The workshop, titled “Experiencing Poverty in America,” was facilitated by the Interfaith Council for Peace and Justice, an Ann Arbor group that envisions a world free from violence and poverty.
ICPJ Director Chuck Warpehoski, who is also a member of the Ann Arbor City Council, said he aimed for participating students to gain deeper knowledge of and empathy for those living in poverty.
“Our main focus of the simulation is the empathy aspect to help people have not just an academic understanding of the barriers of poverty,” Warpehoski said.
The three-hour-long workshop replicated a month of poverty by dividing an hour into four weeks, each week covering 15 minutes. The concept, Warpehoski said, was developed by a group of welfare rights organizers in Missouri.
“There are all these victim blaming narratives out there,” Warpehoski said. “The lived experience was that it’s not that easy, and so they developed this simulation to give people just that tiny window into all the barriers that all the people in poverty face.”

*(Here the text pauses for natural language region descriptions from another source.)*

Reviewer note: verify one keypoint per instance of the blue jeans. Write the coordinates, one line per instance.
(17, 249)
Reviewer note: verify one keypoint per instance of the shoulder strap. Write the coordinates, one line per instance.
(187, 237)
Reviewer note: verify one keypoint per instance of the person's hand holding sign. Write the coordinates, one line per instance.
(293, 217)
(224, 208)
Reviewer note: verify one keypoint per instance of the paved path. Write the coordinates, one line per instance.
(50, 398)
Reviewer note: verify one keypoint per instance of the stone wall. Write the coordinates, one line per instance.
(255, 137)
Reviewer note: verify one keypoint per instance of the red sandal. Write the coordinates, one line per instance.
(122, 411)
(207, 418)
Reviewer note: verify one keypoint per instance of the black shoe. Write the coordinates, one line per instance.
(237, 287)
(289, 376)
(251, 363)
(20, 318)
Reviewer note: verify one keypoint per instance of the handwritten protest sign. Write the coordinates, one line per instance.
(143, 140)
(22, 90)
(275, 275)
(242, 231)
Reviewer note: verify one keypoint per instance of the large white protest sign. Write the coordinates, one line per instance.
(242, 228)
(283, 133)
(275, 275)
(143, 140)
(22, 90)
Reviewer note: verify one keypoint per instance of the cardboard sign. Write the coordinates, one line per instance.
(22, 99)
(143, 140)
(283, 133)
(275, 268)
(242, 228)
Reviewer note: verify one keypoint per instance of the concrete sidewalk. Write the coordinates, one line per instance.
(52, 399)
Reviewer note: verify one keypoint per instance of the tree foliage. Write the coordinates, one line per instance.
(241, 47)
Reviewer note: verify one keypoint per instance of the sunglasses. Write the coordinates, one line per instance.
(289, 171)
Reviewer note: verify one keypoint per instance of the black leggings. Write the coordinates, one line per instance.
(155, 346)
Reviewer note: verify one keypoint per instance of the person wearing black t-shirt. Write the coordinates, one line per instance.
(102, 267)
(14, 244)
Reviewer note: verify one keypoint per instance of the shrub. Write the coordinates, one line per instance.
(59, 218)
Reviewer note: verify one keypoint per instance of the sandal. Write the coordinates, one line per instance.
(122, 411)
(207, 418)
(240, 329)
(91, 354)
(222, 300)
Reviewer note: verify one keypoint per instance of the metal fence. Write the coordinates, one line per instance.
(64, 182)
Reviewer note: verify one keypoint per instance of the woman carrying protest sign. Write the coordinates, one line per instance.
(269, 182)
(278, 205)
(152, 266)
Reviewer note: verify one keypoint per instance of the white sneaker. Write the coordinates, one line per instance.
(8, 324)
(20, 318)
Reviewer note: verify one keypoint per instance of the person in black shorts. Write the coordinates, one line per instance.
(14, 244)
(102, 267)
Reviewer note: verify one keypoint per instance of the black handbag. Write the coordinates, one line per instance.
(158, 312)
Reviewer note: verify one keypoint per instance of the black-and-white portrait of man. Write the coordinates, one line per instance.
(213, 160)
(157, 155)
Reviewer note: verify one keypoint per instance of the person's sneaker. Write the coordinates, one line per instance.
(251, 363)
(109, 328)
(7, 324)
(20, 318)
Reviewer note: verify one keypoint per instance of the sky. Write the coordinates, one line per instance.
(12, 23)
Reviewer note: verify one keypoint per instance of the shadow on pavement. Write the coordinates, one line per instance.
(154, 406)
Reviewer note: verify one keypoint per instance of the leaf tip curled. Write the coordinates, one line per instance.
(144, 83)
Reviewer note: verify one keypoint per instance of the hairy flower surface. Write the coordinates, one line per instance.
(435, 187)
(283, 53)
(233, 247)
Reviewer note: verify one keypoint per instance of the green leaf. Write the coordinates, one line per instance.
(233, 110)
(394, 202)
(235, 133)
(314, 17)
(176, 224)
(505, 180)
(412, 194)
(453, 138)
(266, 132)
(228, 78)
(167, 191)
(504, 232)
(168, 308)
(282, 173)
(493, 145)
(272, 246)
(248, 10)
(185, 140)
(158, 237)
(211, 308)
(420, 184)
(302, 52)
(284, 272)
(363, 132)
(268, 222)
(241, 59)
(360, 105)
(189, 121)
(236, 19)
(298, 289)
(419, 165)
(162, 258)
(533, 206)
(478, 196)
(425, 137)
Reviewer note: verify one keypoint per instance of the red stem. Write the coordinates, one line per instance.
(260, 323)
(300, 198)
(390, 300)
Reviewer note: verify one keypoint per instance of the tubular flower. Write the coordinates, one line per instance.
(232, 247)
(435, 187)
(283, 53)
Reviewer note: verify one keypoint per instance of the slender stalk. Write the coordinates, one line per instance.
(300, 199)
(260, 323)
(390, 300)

The students were given scripts and asked to assume the roles of low-income people of a variety of backgrounds and family structures. Volunteers from the community played staff members of a fictional town, taking up the roles of store owners, welfare office workers, grocers, food pantry employees, police, employment interviewers and others.
Public Policy senior Blair Sucher said she felt very trapped in her character’s situation. Sucher said, in the simulation, her character’s income changed from a $60,000 per year to less than $1,000 per month.
“I didn’t know what I was doing from the get go,” she said. “I didn’t know where to go get resources. There were so many externalities that weren’t even covered, and I was already so overwhelmed by what was happening while sitting here. ”
Students were instructed not to break character. Murmurs of frustration could be heard in the room. One student cried out, “This is so hard.”
Assistant Sociology Prof. Alexandra Murphy noted a change in the overall atmosphere of the room as students felt the burdens of their mock situations intensify.
“It seemed like no one could trust each other and that everyone was looking out for themselves, and their families,” she said. “That stress made it difficult for students to navigate relationships with one another. They were trying to make the most of what they had without getting ripped off by their neighbors and the offices.”
At the end of the event, Warpehoski talked to the students about the need for affordable housing in Ann Arbor. He said the ICPJ supports an affordable housing development on Platt Road and he urged students to lobby elected officials in support of the housing program.
“The price of housing in Ann Arbor is very high,” he said. “There have been some voices that have come out that oppose affordable housing. Don’t let these be the only voices.”